Listened more intently. With the ringing and buzzing gone, President Obama was able to listen and get it right the first time instead of having to double-back or double-check. People come at him with everything they’ve got so not having the BlackBerry distraction leaves nothing to chance.

Made others around him feel more worthy. The most important person in the room is the one you’re with. I would not want the President appearing disrespectful by not being fully engaged. It’s best to turn the BlackBerry off in all meetings. “You’re the boss, Mr. President, and no one will say anything, but trust me, it doesn’t make people feel good when you ease your BlackBerry under the table and peek. People want your undivided attention as a sign of respect. And don’t even think about leaving it on once you’re in your private quarters.

Slept better at night. Once President Obama stopped sleeping with his beloved BlackBerry under his pillow, he was able to get a good night’s sleep and feel more refreshed in the morning.

The President has already proven that life goes on without the BlackBerry. You can do it too. People such as 9-1-1 operators, receptionists, specialists for medical emergencies, and high-level technicians on call may have to be available the instant something rings, beeps, buzzes, or dings, but why do you? As much as I love email, I don’t want to be tied to it 24/7/365. If you’ve got it so bad that your work and home life suffer, box up your BlackBerry and ship it to yourself with 3-5 day ground delivery. When you get it back, you’ll be more sensible with it. And every time you start to feel the urge to overindulge, ship it again.
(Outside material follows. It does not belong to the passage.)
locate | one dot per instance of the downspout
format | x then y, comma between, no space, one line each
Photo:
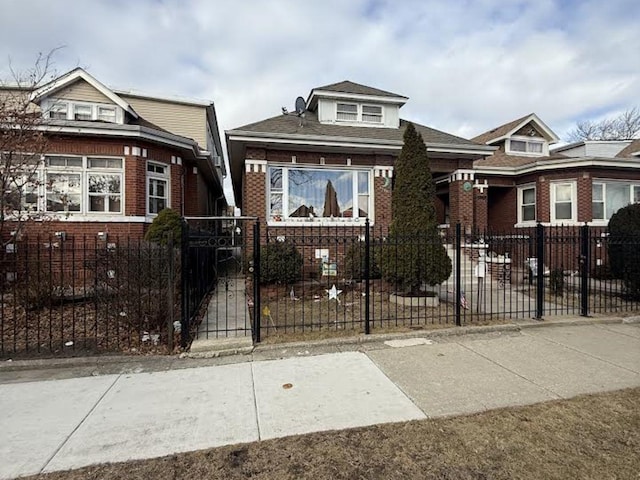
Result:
182,189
Do You Need an 800 Number? Or a Separate Fax Line?

If you’re a small business owner (or otherwise) and are trying to cut costs of doing business, let the toll-free number go. And unless you have to send a lot of faxes, get rid of the dedicated line for that too.

Incoming calls on your toll-free line or a dedicated fax line that’s not used a lot can be a big waste of money. What else could you do with that money you’re spending every month? Are you still hanging on to these thinking you’ll get more business? Do you think this is helping you appear bigger than you are? You can accomplish more if you put that money into a more professional Web presence.

Here is why I got rid of my toll-free number years ago.

  • Phone companies offer unlimited long distance. For $20 a month, I get unlimited long distance from AT&T. I don’t think anything about making a call and staying on the line until I’ve finished my business.
  • Cell phones make it economical to call long distance. I don’t give out my cell phone number and always have minutes to roll over to the next month. If I need to make a call away from my office, it’s no problem, no cost.
  • Google could work better than a vanity number. Getting a phone number that spells your company name, etc., is a cute way for people to remember you. But the perfect vanity number is hard to come by. If someone hears me on the radio, etc., they can Google various terms they heard me say, my name, etc., and find me right away. If I had a vanity number to give out, would they remember? I don’t think so.

Here is why I got rid of my dedicated fax line years ago.

  • Combo copier/fax/printer/scanner with a splitter makes it easy to fax. On the rare occasion that I have to fax something, I fax from this unit using my regular phone line. I have DSL (it uses a different signal from the analog phone) and the splitter on the phone jack eliminates the need to unplug or switch any wires.
  • efax for incoming faxes. Since I rarely have to receive a fax, I use the free service from efax.com. I don’t publicize the fax number, and only give it out as needed. As long as I don’t receive more than 20 pages a month, the service is free.
  • Mail it instead of fax. If they can’t email it, and it’s too many pages to fax, use snail mail. We often forget about the option of mailing something. It still works.